Participants don't know what level the exercise will start and what type of conclusion will occur. Scenarios can range anywhere from a malfunction at the plant to a terrorist attack to a radioactive leak.
Planning for the event takes months and on-going plans continue all year to make sure area emergency workers are equipped to keep the public safe, Fitchet said.
The likelihood of any major event at the nuclear power plant is slim, he said, and detailed planning in the last 30 years has improved how government reacts to any potential disasters.
"The plant is designed to get people out of danger before it occurs," Fitchet said, adding the plan for nuclear issues "is designed by history."
Only three major nuclear leaks have occurred throughout the world — Chernobyl, in the former Soviet Union; Three Mile Island, in central Pennsylvania and Fukushima in Japan (following a tsunami) — and each were long-term problems that escalated, Fitchet said. Even in those instances, the safety areas were relatively confined, he said.
The drill is designed to handle all the details of a radioactive release from the plant, Fitchet said.
"I don't see a melt down every happening anywhere. That is more something from the movies. The big concern is a release of radioactive contaminants off site," he said.

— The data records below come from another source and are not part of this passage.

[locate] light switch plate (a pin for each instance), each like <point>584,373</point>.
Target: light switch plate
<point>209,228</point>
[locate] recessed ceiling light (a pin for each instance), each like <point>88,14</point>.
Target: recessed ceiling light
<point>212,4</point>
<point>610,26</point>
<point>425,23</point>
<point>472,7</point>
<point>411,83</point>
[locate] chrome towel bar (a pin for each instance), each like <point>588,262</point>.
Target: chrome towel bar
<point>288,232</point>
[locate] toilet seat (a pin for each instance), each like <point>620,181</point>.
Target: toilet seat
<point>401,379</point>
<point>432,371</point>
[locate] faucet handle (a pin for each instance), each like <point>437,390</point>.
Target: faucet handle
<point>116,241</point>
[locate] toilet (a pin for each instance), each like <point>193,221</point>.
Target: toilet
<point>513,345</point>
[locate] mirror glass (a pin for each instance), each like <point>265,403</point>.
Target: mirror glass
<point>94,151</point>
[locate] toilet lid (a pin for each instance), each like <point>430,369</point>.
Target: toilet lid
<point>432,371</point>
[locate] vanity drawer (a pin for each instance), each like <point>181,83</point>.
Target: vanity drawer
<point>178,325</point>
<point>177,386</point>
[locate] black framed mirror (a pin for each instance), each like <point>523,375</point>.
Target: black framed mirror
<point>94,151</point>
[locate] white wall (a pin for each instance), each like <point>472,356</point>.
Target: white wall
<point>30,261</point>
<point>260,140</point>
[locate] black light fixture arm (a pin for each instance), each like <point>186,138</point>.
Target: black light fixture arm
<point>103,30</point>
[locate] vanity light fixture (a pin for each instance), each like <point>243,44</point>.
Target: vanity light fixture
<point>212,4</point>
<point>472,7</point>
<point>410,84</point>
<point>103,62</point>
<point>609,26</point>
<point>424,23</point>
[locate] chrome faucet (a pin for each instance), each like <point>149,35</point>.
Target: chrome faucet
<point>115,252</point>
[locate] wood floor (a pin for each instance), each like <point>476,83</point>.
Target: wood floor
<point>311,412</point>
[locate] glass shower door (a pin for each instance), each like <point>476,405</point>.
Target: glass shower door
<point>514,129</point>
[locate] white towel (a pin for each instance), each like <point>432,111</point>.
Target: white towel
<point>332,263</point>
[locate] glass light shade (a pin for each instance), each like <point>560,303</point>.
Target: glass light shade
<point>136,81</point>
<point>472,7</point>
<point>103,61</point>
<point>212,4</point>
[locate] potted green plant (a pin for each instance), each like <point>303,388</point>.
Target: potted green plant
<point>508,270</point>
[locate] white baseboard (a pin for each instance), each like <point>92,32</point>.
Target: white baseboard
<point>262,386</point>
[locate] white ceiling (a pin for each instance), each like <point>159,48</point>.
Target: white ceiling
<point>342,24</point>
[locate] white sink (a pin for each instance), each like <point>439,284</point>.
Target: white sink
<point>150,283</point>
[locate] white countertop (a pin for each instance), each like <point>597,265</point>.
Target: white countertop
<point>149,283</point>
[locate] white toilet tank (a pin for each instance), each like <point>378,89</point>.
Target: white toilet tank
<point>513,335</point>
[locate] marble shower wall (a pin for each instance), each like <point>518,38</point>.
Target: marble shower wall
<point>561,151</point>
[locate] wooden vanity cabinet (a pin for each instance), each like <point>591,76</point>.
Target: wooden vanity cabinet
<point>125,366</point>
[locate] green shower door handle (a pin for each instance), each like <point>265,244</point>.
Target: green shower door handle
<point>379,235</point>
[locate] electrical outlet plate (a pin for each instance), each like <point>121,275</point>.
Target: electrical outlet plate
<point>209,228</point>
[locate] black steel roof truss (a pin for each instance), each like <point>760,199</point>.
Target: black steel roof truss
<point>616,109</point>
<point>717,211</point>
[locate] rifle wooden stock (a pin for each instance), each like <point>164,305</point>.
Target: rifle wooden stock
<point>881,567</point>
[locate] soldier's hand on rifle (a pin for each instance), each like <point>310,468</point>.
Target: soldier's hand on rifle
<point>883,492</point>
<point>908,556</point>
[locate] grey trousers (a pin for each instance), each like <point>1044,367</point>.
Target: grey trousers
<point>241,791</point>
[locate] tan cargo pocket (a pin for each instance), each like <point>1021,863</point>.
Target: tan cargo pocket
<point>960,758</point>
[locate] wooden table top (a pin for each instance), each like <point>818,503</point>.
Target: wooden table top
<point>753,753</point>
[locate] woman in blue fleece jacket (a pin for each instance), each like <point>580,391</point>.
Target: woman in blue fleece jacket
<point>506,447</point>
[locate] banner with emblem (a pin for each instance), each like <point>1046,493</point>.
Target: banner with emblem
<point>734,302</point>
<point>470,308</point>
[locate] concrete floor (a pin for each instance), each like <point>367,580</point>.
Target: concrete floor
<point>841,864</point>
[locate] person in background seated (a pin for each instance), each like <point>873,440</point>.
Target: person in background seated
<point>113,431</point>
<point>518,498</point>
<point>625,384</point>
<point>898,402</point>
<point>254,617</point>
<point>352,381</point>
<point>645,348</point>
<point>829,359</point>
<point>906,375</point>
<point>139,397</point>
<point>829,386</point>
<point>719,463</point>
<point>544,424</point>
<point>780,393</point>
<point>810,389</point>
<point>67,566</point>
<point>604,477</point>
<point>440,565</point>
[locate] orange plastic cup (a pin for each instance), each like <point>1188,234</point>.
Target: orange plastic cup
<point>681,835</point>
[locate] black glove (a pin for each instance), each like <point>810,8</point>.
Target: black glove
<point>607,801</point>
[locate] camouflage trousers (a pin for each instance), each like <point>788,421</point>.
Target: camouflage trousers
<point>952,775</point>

Tuesday's drill was jammed into a relatively short period of time that would actually have taken days or weeks in case of a major problem.

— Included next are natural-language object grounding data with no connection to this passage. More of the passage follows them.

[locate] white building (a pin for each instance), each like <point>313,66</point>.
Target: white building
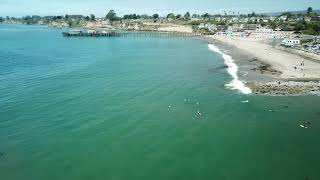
<point>290,42</point>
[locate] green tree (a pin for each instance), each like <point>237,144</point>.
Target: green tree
<point>171,16</point>
<point>187,16</point>
<point>206,15</point>
<point>155,16</point>
<point>92,17</point>
<point>309,11</point>
<point>112,16</point>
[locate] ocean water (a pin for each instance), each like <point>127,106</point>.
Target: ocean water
<point>127,108</point>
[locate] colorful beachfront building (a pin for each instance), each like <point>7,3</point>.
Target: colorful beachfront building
<point>257,33</point>
<point>290,42</point>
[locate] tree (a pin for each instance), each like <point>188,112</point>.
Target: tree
<point>87,18</point>
<point>195,15</point>
<point>309,11</point>
<point>187,16</point>
<point>206,15</point>
<point>144,16</point>
<point>112,16</point>
<point>171,16</point>
<point>155,16</point>
<point>92,17</point>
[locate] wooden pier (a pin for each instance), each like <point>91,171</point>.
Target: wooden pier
<point>148,34</point>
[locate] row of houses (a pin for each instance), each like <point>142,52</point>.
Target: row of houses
<point>258,33</point>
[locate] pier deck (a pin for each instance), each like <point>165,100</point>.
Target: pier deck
<point>134,34</point>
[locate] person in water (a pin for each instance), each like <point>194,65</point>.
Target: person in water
<point>199,113</point>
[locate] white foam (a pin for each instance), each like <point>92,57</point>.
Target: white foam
<point>235,84</point>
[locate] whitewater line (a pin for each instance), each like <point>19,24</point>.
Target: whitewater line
<point>235,84</point>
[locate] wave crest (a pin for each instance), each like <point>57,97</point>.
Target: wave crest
<point>235,84</point>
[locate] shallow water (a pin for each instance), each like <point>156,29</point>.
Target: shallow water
<point>98,108</point>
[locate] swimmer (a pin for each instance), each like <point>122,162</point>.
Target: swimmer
<point>306,125</point>
<point>199,113</point>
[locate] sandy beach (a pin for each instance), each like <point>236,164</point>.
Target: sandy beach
<point>288,64</point>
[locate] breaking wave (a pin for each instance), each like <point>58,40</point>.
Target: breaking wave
<point>235,84</point>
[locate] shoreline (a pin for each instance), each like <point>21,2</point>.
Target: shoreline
<point>281,71</point>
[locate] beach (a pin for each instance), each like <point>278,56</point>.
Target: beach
<point>288,64</point>
<point>289,73</point>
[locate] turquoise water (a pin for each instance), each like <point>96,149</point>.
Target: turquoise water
<point>98,108</point>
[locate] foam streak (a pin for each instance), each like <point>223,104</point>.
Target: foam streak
<point>235,84</point>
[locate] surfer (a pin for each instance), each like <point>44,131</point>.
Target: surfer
<point>199,113</point>
<point>305,125</point>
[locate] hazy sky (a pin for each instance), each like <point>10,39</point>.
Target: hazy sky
<point>100,7</point>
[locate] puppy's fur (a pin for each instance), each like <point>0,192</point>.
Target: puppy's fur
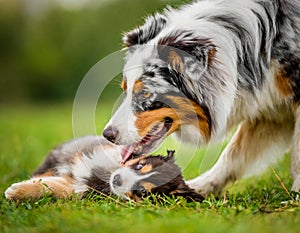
<point>200,70</point>
<point>93,164</point>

"It's a slow process," Fitchet said.
Dozens of fire departments, police departments, county agencies, schools and even businesses are part of the major drill, which involves massive communications, coordinated in the county's emergency center.
While Ashtabula County is running their response, there is a simultaneous drill occurring with state officials and county counterparts from Lake and Geagua counties, Fitchet said.
Decision makers, which include Fitchet, the three Ashtabula County commissioners and Ashtabula County Sheriff William Johnson, meet in a separate room in the EMA office and two scribes take detailed notes on the interaction.
"You get this feeling of teamwork. None of this can happen without everybody here," said Ashtabula County Commissioner Dan Claypool.
As details of the "mock" event come out, the command center responds and calls organizations affected by the event — starting with school children, which is the first group that must be moved. During Tuesday's event, planners transported children from Madison and Geneva to the Lakeside Elementary School complex.
Evaluation and education
As part of the process, controllers, who deal directly with trainers prior to the drill and then monitor the event as it proceeds, work with agencies to provide suggestions and understanding of proper procedures in case of a nuclear emergency.
Bill Mahan, a retired utility liaison with the Beaver Valley Nuclear Power Plant, was a controller for the event and always tries to learn something new that can be taken back to Pennsylvania.
FEMA evaluators have a more detailed role in the drill providing a "report card" after the event.
"I've been doing it for eight years," said David Ortman of the FEMA Region 5 office in Chicago, which includes five states.
Ortman said he spent eight years in the Air National Guard as an emergency manager before moving on to FEMA. He said evaluators go through a screening process than multiple classes and hands on observation before moving on to become an evaluator.
The controllers worked with area agencies during a "dress rehearsal" about a month ago with no evaluators on hand to grade the event.
A final grade for this week's drill is expected to be issued Friday.